RRZE-HPC/pycachesim

Feature Request: Get loaded cache lines

stettberger opened this issue · 2 comments

As a user, I would like to know which memory addresses are loaded from the MainMemory. I came up with a "solution" that parses cachesims log output. But really that is not a real solution. Here is my "solution" for reference:

import sys
import io
from cachesim import CacheSimulator, Cache, MainMemory

mem = MainMemory()
l1 = Cache("L1", 128, 4, 32, "LRU")
mem.load_to(l1)
mem.store_from(l1)
cs = CacheSimulator(l1, mem)
l1.backend.verbosity=4

def cache_op(cache, op, addr, width):
    """This is wild"""
    old = cache.stats()['MISS_count']
    old_sys = sys.stdout
    sys.stdout = io.StringIO()
    op(addr, width)
    X = sys.stdout
    sys.stdout = old_sys
    delta =  cache.stats()['MISS_count'] - old
    lines = [x for x in X.getvalue().split("\n") if 'MISS' in x and 'LOAD' in x]
    cls = []
    for line in lines:
        line = line[line.index("cl_id=")+len("cl_id="):]
        line = line[:line.index(" ")]
        line = int(line)
        if line not in cls:
            cls.append(line)
    assert len(cls) == delta, X.getvalue()
    return cls

print('Loaded CL_ids:', cache_op(l1, cs.load, 16, 4))
print('Loaded CL_ids:', cache_op(l1, cs.load, 20, 4))
print('Loaded CL_ids:', cache_op(l1, cs.load, 32, 4))
print('Loaded CL_ids:', cache_op(l1, cs.load, 127, 4))

Result:

Loaded CL_ids: [0]
Loaded CL_ids: []
Loaded CL_ids: [1]
Loaded CL_ids: [3, 4]

Hi @stettberger,

sorry for the delayed reply!
I am not sure if my suggested solution fully meets your requirements, but maybe it is a first step in the right direction.

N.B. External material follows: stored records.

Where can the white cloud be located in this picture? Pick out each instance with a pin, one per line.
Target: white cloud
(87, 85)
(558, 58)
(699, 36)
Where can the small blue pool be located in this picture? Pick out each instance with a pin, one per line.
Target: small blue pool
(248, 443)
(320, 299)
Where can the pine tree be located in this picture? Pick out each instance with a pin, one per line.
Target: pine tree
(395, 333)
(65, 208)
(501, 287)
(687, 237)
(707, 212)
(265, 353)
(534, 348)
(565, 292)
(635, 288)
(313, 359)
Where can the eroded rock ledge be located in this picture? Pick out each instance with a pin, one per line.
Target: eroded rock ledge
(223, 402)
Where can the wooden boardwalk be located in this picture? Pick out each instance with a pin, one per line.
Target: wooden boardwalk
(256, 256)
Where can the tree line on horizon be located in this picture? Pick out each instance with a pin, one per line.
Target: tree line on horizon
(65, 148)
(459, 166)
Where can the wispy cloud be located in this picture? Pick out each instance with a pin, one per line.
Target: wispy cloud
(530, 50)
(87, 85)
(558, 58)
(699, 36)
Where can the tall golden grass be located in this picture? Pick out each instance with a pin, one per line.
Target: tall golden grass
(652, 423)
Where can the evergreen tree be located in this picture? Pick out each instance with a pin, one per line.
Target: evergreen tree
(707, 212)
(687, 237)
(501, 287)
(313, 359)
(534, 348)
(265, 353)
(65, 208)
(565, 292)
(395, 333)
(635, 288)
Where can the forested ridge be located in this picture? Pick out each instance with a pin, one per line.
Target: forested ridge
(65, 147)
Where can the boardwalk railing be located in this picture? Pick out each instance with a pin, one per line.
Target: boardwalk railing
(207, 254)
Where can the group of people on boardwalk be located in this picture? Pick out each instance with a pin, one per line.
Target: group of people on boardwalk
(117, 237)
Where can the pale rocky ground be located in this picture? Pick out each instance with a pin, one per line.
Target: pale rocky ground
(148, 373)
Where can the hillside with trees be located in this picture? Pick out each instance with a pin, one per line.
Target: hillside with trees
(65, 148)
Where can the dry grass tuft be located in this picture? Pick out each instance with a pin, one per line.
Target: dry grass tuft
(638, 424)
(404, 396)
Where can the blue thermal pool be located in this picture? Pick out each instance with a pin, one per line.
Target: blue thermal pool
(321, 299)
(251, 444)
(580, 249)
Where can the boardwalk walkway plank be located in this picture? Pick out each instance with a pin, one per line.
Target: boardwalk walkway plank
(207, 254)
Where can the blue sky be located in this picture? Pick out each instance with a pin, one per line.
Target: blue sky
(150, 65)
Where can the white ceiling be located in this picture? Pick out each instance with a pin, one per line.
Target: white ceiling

The cleanest way would be check against cache.backend.cached for a specific cache if a cache line ID is in the cache, but due to the fact this is a set and quite expensive in terms of computation, I would recommend introducing another dictionary data structure like this:

from cachesim import CacheSimulator, Cache, MainMemory
import collections
import itertools


def load_and_track_cl(CacheSimulator: cs, addr, length):
    cl_ids = set()
    # make sure to have one address per CL in case length > cl_size
    addresses = itertools.chain(range(addr, addr+length, cs.last_level.backend.cl_size), [addr+length-1])
    for ad in addresses:
        cl_id = ad >> cs.last_level.backend.cl_bits
        if cl_id not in cs.cache_dict:
            cl_ids.add(cl_id)
            cs.cache_dict[cl_id] = True
    # do actual load
    cs.load(addr, length)
    return cl_ids


mem = MainMemory()
l1 = Cache("L1", 128, 4, 32, "LRU")
mem.load_to(l1)
mem.store_from(l1)
cs = CacheSimulator(l1, mem)
# create additional data structure in CacheSimulator
cs.cache_dict = collections.OrderedDict()

print("Loaded CL_ids: {}".format(load_and_track_cl(cs, 16, 4)))
print("Loaded CL_ids: {}".format(load_and_track_cl(cs, 20, 4)))
print("Loaded CL_ids: {}".format(load_and_track_cl(cs, 32, 4)))
print("Loaded CL_ids: {}".format(load_and_track_cl(cs, 127, 4)))
print("Loaded CL_ids: {}".format(load_and_track_cl(cs, 192, 80)))

Result:

Loaded CL_ids: {0}
Loaded CL_ids: set()
Loaded CL_ids: {1}
Loaded CL_ids: {3, 4}
Loaded CL_ids: {8, 6, 7}

I checked this against your code snippet and validated it with a few hundred thousands randomly generated memory addresses and timed it, which gave me an approx. speedup of 3x.
Please keep in mind that there are cases in which this doesn't work , for example, if you have a victim cache.
I hope this helps nonetheless!

Closing this issue for now, but I am happy to further discuss the topic!
Therefore, feel free to reopen.